During antiretroviral therapy, HIV hides in reservoirs inside CD4+ T lymphocytes, white blood cells that play a role in activating the immune system against infection.
The existence of these viral havens explains why antiretroviral therapy must be continued for the duration of a patient’s life in order to prevent the virus from multiplying. According to the World Health Organization, more than 38 million people will be living with HIV by the end of 2021.
A study team led by Université de Montréal medical professor Petronela Ancuta and her Ph.D. student Debashree Chatterjee published today in the journal Cell Reports that a protein, the aryl hydrocarbon receptor, or AhR, plays a critical role in viral latency for the first time.

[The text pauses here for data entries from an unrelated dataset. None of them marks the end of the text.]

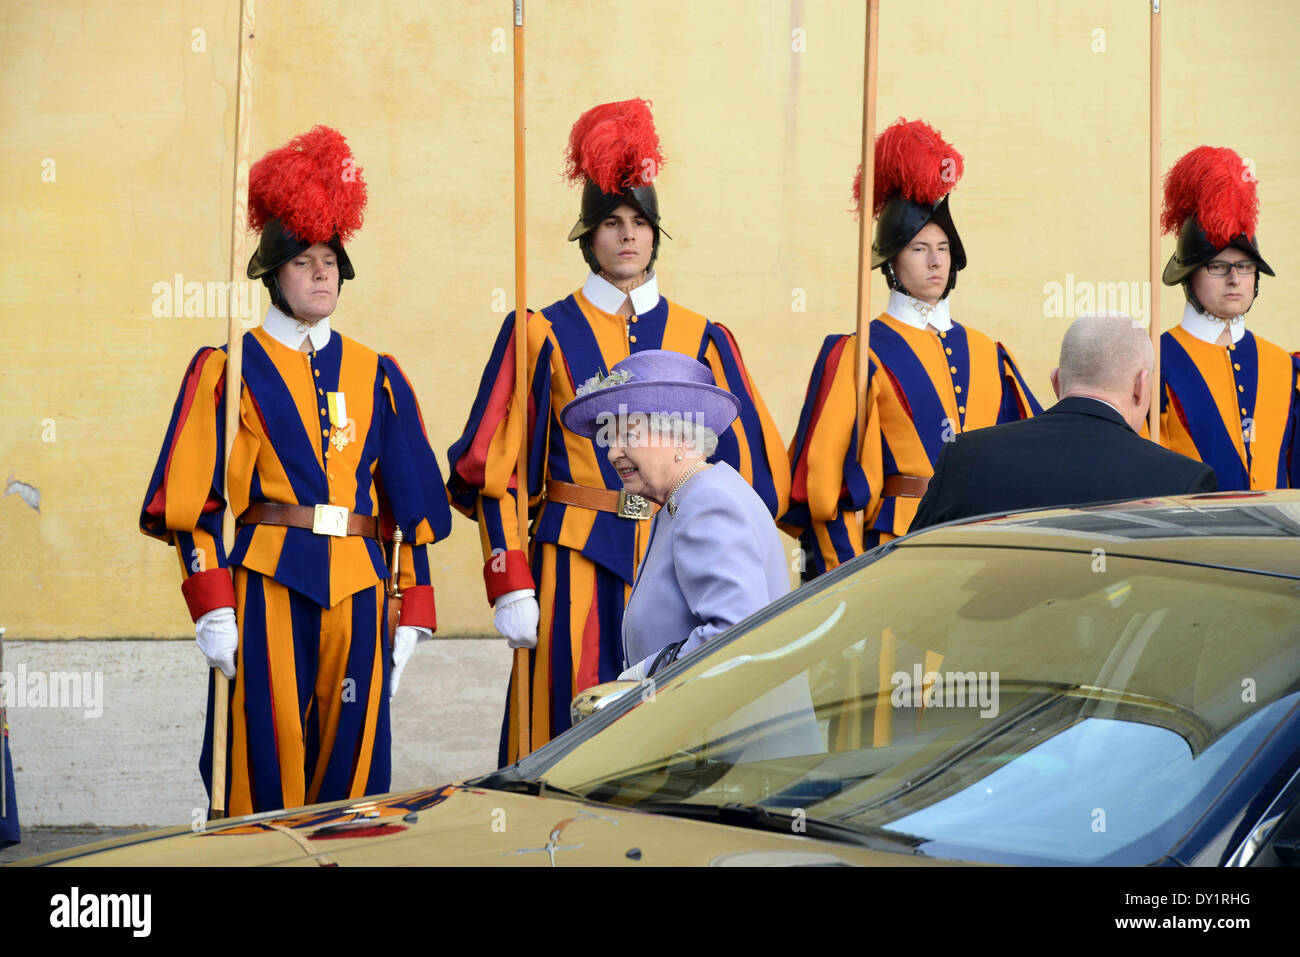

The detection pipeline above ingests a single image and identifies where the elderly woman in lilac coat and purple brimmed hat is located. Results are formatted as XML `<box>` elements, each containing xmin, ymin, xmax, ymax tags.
<box><xmin>560</xmin><ymin>350</ymin><xmax>790</xmax><ymax>680</ymax></box>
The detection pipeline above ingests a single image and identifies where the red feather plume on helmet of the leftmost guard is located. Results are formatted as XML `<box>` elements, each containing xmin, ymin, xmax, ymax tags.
<box><xmin>248</xmin><ymin>126</ymin><xmax>365</xmax><ymax>243</ymax></box>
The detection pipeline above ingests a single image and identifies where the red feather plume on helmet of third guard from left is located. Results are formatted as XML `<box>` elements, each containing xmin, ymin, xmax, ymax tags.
<box><xmin>853</xmin><ymin>117</ymin><xmax>966</xmax><ymax>216</ymax></box>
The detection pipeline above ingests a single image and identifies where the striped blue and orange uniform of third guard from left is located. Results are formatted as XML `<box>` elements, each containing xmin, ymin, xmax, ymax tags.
<box><xmin>781</xmin><ymin>312</ymin><xmax>1043</xmax><ymax>579</ymax></box>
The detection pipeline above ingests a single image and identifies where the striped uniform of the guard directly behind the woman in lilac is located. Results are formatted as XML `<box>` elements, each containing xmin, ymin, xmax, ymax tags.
<box><xmin>449</xmin><ymin>283</ymin><xmax>789</xmax><ymax>765</ymax></box>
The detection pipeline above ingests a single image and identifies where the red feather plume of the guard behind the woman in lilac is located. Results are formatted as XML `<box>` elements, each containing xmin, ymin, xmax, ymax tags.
<box><xmin>564</xmin><ymin>99</ymin><xmax>663</xmax><ymax>192</ymax></box>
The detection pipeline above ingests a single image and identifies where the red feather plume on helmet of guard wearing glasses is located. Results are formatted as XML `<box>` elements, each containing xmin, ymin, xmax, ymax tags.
<box><xmin>1160</xmin><ymin>146</ymin><xmax>1260</xmax><ymax>247</ymax></box>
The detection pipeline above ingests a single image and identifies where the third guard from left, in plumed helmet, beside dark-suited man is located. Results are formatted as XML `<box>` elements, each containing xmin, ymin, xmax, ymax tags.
<box><xmin>781</xmin><ymin>118</ymin><xmax>1043</xmax><ymax>580</ymax></box>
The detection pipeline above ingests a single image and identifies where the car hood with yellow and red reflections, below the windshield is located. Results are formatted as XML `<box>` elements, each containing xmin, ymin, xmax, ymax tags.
<box><xmin>12</xmin><ymin>784</ymin><xmax>977</xmax><ymax>867</ymax></box>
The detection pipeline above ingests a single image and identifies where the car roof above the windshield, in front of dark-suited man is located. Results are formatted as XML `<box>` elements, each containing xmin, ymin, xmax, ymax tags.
<box><xmin>896</xmin><ymin>489</ymin><xmax>1300</xmax><ymax>580</ymax></box>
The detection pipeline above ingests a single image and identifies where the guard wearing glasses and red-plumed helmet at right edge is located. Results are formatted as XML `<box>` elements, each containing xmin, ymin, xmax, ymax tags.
<box><xmin>1160</xmin><ymin>146</ymin><xmax>1300</xmax><ymax>492</ymax></box>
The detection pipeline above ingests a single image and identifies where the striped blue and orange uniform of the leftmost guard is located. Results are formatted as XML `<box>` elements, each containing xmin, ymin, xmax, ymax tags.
<box><xmin>140</xmin><ymin>329</ymin><xmax>451</xmax><ymax>815</ymax></box>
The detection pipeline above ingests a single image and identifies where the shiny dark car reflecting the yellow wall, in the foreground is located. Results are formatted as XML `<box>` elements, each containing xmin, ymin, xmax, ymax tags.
<box><xmin>23</xmin><ymin>492</ymin><xmax>1300</xmax><ymax>867</ymax></box>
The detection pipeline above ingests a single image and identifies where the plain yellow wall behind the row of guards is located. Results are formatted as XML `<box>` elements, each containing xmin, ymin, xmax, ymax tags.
<box><xmin>0</xmin><ymin>0</ymin><xmax>1300</xmax><ymax>637</ymax></box>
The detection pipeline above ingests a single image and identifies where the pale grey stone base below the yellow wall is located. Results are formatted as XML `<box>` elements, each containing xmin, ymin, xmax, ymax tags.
<box><xmin>0</xmin><ymin>638</ymin><xmax>512</xmax><ymax>862</ymax></box>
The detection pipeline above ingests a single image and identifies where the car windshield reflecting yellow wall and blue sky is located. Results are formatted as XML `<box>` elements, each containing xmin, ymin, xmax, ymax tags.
<box><xmin>545</xmin><ymin>546</ymin><xmax>1300</xmax><ymax>865</ymax></box>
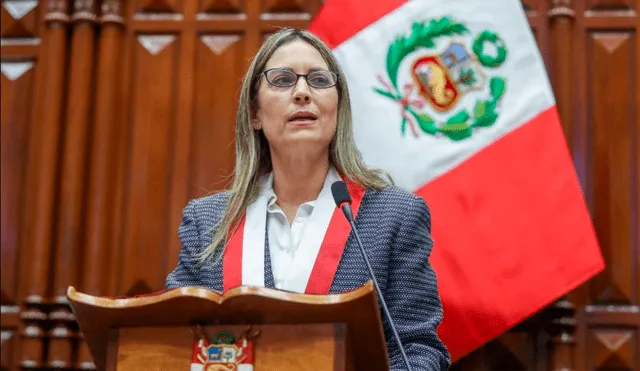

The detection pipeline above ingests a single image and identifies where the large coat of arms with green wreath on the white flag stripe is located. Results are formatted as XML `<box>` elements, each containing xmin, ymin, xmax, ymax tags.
<box><xmin>374</xmin><ymin>17</ymin><xmax>507</xmax><ymax>140</ymax></box>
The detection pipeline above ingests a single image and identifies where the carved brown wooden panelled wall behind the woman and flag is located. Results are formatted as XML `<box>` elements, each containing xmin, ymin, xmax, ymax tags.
<box><xmin>0</xmin><ymin>0</ymin><xmax>640</xmax><ymax>371</ymax></box>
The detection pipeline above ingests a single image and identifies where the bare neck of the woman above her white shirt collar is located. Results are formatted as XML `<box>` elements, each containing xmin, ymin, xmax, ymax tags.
<box><xmin>271</xmin><ymin>151</ymin><xmax>329</xmax><ymax>208</ymax></box>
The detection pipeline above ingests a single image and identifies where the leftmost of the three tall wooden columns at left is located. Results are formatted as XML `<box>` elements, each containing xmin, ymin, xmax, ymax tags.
<box><xmin>18</xmin><ymin>0</ymin><xmax>69</xmax><ymax>370</ymax></box>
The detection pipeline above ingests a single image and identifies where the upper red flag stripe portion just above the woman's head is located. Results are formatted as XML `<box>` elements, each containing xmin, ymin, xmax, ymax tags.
<box><xmin>308</xmin><ymin>0</ymin><xmax>407</xmax><ymax>49</ymax></box>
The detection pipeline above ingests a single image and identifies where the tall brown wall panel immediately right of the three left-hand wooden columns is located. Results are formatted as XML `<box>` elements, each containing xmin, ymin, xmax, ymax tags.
<box><xmin>119</xmin><ymin>34</ymin><xmax>188</xmax><ymax>294</ymax></box>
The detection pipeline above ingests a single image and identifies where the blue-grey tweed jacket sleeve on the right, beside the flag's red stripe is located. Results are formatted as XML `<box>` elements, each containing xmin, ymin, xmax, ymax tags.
<box><xmin>384</xmin><ymin>196</ymin><xmax>451</xmax><ymax>371</ymax></box>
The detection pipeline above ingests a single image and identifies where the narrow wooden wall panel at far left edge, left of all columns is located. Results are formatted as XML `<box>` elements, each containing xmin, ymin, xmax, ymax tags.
<box><xmin>0</xmin><ymin>59</ymin><xmax>37</xmax><ymax>370</ymax></box>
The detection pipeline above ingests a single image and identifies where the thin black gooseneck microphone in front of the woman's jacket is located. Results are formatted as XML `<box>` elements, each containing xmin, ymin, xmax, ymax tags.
<box><xmin>331</xmin><ymin>180</ymin><xmax>412</xmax><ymax>371</ymax></box>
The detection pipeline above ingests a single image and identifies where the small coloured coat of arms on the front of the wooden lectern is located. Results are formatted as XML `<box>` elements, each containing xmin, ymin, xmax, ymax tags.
<box><xmin>190</xmin><ymin>329</ymin><xmax>256</xmax><ymax>371</ymax></box>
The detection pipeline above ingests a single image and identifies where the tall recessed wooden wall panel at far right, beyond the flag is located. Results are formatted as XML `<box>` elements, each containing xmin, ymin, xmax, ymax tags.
<box><xmin>586</xmin><ymin>32</ymin><xmax>640</xmax><ymax>305</ymax></box>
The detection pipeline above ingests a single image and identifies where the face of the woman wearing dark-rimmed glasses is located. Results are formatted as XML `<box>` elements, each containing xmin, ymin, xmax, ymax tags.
<box><xmin>252</xmin><ymin>40</ymin><xmax>338</xmax><ymax>155</ymax></box>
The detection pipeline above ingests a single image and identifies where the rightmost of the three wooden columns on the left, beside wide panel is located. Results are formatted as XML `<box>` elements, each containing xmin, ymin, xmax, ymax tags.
<box><xmin>78</xmin><ymin>0</ymin><xmax>126</xmax><ymax>370</ymax></box>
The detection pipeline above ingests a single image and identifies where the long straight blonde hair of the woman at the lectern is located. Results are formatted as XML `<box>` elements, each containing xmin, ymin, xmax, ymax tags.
<box><xmin>199</xmin><ymin>28</ymin><xmax>390</xmax><ymax>262</ymax></box>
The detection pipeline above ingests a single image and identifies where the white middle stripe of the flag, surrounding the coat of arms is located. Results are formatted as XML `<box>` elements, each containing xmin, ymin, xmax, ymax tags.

“In our study, we show that AhR, a transcription factor regulating the expression of certain genes, has an antiviral effect in patients’ CD4+ T cells,” said Ancuta. To help HIV remain silent in reservoir cells, the molecule has an effect on the expression of HIC1, another transcription factor known to inhibit HIV replication.
To demonstrate this, the researchers used the CRISPR/Cas9 technology to knock down AhR expression. They also utilized medicines that either stimulate or inhibit AhR activation. The scientists observed viral proliferation in CD4+ T cells of persons living with HIV and on antiretroviral therapy using these two techniques that neutralized AhR function.
‘Shock and kill,’ they say
As a result, the study’s initial authors, Ancuta and Chatterjee, and their colleagues propose utilizing medications that limit AhR activity as a “shock and kill” type of elimination technique. When HIV-infected cells are reactivated in the presence of AhR inhibitors (shock phase), they become apparent to the immune system and can be targeted and killed.
The AhR pathway is activated in certain types of malignant tumors by chemicals from the environment, such as cigarette smoke, toxins, or ligands produced from gut microbiota and cellular metabolism. The anti-inflammatory activity that results hinders an appropriate anti-tumor immune response.
“In clinical trials, drugs that block AhR are already used to fight cancer,” said Ancuta, a researcher at UdeM’s teaching hospital’s research center, the CRCHUM. “In further studies, we hope to test these inhibitors to see if we can eliminate the HIV or considerably reduce the size of viral reservoirs in people living with HIV who are on antiretroviral therapy.”
Ancuta will continue to collaborate with Carine Van Lint, a specialist in HIV transcription at Université libre de Bruxelles, and with McGill University medical professor Jean-Pierre Routy to validate this new therapeutic target in order to better understand the molecular mechanism underlying viral latency.
“Today, we have succeeded in showing in patients’ cells how this AhR pathway is activated,” said Ancuta. “With the help of state-of-the-art technology such as spatial transcriptomics, we want to go further and specifically characterize it in the tissue of people living with HIV. That would allow us to validate this therapeutic target in humans in the context of HIV.